Is "谢谢你的帮忙" more common than "谢谢你的帮助"?


----------



## Siouxxsie

They are both quite common in daily conversation.
But to me，“谢谢你的帮助” sounds more formal and less colloquial than “谢谢你的帮忙”.


----------



## retrogradedwithwind

帮忙is more like a verb whereas 帮助 is a noun.
So they shuld be 谢谢你帮忙 and 谢谢你的帮助


----------



## SuperXW

Siouxxsie said:


> But to me，“谢谢你的帮助” sounds more formal and less colloquial than “谢谢你的帮忙”.
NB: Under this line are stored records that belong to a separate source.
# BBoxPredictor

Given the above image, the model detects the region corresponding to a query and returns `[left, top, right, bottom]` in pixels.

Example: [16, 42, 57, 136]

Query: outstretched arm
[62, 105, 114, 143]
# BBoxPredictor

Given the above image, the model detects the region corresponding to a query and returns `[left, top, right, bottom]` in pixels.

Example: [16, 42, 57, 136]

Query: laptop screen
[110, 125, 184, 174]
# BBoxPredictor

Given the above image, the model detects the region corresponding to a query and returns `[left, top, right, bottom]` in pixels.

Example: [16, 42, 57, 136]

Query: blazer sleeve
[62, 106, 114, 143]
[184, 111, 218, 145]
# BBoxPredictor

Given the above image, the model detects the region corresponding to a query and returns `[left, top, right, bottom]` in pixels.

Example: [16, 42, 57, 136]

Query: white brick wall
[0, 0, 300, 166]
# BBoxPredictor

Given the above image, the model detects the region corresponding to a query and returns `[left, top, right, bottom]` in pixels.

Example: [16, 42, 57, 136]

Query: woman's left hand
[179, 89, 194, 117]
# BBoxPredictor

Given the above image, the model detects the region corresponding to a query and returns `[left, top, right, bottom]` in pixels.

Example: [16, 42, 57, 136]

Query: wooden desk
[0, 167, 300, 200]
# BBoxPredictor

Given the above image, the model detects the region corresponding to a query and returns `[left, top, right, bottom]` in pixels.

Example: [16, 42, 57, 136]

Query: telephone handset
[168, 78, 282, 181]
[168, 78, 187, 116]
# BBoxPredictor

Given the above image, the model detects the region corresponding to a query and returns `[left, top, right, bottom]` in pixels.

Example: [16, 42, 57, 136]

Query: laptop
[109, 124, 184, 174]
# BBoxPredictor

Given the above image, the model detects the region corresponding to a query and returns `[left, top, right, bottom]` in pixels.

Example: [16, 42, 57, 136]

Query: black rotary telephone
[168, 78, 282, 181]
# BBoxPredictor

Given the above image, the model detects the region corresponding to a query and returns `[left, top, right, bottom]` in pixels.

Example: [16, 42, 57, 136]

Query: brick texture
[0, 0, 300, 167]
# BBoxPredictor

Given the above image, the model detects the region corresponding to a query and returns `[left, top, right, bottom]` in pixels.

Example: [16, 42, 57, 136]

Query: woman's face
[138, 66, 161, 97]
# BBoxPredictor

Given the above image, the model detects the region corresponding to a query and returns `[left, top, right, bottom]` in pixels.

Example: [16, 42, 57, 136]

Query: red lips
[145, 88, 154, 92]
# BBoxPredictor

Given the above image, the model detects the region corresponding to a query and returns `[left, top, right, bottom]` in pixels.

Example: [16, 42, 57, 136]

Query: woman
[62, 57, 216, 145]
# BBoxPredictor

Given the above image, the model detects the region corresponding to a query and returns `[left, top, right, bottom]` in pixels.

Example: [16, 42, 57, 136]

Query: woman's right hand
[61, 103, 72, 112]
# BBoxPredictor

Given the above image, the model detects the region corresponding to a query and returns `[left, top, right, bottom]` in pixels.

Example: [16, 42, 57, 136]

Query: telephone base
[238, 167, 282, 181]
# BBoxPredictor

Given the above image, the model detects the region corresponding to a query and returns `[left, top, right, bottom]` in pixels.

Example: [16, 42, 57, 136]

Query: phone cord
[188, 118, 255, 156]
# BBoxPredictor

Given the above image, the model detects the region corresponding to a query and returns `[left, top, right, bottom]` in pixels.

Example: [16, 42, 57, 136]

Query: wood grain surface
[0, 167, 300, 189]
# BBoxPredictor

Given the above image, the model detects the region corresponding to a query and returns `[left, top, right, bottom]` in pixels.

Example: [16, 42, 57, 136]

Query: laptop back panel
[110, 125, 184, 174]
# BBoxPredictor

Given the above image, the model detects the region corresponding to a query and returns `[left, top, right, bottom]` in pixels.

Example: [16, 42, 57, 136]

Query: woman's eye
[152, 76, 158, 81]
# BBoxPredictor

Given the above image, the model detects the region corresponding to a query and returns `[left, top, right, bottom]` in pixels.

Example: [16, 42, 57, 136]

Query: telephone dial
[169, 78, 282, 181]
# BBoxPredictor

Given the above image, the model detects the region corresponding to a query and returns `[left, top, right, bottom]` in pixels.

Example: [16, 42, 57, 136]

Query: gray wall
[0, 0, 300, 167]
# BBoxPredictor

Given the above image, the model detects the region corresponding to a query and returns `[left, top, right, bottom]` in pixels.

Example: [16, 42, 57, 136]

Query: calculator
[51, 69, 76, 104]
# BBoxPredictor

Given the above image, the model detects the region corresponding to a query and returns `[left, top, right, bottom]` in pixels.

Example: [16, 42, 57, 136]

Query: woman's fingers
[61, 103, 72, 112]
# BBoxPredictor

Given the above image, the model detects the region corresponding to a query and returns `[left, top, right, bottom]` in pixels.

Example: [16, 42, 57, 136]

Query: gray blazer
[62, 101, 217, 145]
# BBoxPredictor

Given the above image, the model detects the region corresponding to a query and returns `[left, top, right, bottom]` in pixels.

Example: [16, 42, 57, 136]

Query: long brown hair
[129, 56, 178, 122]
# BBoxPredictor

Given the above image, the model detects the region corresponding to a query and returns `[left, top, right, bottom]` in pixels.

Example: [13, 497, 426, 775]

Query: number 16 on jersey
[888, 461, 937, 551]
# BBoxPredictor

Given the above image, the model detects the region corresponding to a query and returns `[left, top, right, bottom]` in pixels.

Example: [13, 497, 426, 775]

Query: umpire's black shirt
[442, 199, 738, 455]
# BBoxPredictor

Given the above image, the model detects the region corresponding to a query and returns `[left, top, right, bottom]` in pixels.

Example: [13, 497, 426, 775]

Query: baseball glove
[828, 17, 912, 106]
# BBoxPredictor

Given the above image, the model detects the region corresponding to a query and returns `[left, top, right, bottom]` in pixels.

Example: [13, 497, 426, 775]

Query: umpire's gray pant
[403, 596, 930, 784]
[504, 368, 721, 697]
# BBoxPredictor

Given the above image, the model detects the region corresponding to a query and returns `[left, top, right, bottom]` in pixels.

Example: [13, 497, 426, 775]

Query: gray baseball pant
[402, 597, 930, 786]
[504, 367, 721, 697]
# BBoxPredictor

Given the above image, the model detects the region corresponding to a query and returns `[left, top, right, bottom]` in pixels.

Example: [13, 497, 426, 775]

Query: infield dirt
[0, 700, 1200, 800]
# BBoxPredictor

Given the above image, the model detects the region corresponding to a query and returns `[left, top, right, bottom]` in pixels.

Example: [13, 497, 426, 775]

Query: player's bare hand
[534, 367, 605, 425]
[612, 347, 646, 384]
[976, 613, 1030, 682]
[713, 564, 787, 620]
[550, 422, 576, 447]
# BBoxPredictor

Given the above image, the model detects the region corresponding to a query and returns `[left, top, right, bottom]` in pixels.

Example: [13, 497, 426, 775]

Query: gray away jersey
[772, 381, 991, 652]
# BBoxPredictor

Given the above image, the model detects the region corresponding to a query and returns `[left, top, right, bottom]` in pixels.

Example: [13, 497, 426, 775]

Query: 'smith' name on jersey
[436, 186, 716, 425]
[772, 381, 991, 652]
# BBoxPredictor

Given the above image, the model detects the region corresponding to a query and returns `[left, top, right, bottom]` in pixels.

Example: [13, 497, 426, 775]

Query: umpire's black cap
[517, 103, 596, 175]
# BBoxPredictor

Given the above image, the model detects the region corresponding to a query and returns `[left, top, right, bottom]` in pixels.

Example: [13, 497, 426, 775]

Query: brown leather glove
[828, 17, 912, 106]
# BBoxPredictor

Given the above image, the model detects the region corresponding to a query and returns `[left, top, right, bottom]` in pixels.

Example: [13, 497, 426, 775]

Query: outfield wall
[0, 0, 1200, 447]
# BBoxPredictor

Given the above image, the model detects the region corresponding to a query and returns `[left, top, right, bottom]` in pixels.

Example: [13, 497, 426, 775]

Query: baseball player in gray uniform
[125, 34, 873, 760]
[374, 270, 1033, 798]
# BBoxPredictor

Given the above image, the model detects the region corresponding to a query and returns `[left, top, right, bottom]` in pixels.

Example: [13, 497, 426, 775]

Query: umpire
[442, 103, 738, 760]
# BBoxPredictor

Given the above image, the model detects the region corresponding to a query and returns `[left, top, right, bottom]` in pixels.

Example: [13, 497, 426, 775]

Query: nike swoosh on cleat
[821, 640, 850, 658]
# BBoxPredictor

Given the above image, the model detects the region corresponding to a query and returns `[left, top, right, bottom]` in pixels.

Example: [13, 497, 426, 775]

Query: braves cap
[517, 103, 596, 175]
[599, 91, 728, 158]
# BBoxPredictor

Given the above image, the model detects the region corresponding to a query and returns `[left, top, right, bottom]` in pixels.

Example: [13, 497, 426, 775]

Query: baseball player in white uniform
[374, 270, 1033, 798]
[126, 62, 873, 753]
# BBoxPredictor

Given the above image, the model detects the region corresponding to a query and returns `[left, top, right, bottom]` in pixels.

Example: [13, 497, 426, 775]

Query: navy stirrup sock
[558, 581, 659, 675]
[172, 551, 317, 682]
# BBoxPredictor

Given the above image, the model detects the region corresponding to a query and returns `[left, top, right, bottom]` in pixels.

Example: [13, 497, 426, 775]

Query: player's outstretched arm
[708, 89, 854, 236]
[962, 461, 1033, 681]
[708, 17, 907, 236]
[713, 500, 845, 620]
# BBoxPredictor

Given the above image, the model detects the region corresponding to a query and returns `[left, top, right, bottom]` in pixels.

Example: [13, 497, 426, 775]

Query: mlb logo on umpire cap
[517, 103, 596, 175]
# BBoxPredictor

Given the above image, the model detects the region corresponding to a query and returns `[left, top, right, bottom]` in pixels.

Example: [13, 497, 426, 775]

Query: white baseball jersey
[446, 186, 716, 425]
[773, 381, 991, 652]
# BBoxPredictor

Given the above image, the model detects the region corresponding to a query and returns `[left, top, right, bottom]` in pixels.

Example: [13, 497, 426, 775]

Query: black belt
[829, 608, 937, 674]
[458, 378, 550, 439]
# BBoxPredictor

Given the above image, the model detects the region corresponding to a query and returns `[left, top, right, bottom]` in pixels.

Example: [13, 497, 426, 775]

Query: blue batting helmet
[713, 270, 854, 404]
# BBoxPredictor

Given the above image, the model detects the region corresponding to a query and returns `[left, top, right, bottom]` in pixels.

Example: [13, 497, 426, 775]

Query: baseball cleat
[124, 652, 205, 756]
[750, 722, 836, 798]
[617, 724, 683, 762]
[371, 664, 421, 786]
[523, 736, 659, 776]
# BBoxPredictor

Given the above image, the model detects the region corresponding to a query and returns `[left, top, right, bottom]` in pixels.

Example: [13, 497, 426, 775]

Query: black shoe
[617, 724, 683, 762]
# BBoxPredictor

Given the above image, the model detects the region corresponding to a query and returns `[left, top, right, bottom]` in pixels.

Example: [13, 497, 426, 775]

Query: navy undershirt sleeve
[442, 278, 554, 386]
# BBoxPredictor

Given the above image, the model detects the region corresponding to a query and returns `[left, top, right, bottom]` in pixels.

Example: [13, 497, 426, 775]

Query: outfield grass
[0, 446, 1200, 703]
I agree. 帮助 does sound more formal and less colloquial than 帮忙.


retrogradedwithwind said:


> 帮忙is more like a verb whereas 帮助 is a noun.
> So they shuld be 谢谢你帮忙 and 谢谢你的帮助


Both 帮忙 and 帮助 can be either a verb or a noun. 
帮忙 is more often to be used as a verb, but 你的帮忙(noun) is also common.
When using as verbs, 帮忙 is usually intransitive and 帮助 is usually transitive. So 帮忙我, 帮助我.


----------



## Skatinginbc

幫忙 vs. 幫助
你能幫忙把垃圾扔掉嗎 (= 你能替我把垃圾扔掉嗎)？
你能幫助我把垃圾扔掉嗎 (= 你能助我一臂之力把垃圾扔掉嗎)？
你能幫忙把他扶起來嗎 (= 你能替我把他扶起來嗎)？
你能幫忙把我扶起來嗎 (= 你能替我把我扶起來嗎)？
你能幫助我活下去嗎？ 
你能幫忙我活下去嗎？

幫忙 do someone a favor, do something for someone or in place of someone as an act of kindness (e.g., 幫忙翻譯 do the translating for me, or do some of the translating for me, for instance, you may translate some part and I'll do the rest.)

幫助 to assist, to help, to give someone a hand (e.g., 幫助我翻譯 to assist me in translation work, for example, going through my translation line by line and helping me correct the errors.)

谢谢你帮忙 thanks for the favor.
谢谢你相助 thanks for the help.


----------



## yuechu

Thank you all for your help!


----------



## philchinamusical

Moderator's Note: Off-topic comment moved from this thread


yuechu said:


> 谢谢你们的帮忙！


I'd say "谢谢你们的帮助". "帮忙" is a verb usually. And 不客气！


----------



## yuechu

Oh, thanks for the correction, philchinamusical!
(re: your profile picture, I also love Phantom of the Opera!)


----------



## Ghabi

philchinamusical said:


> I'd say "谢谢你们的帮助".


It doesn't need to be "corrected" (cf. post#9).


----------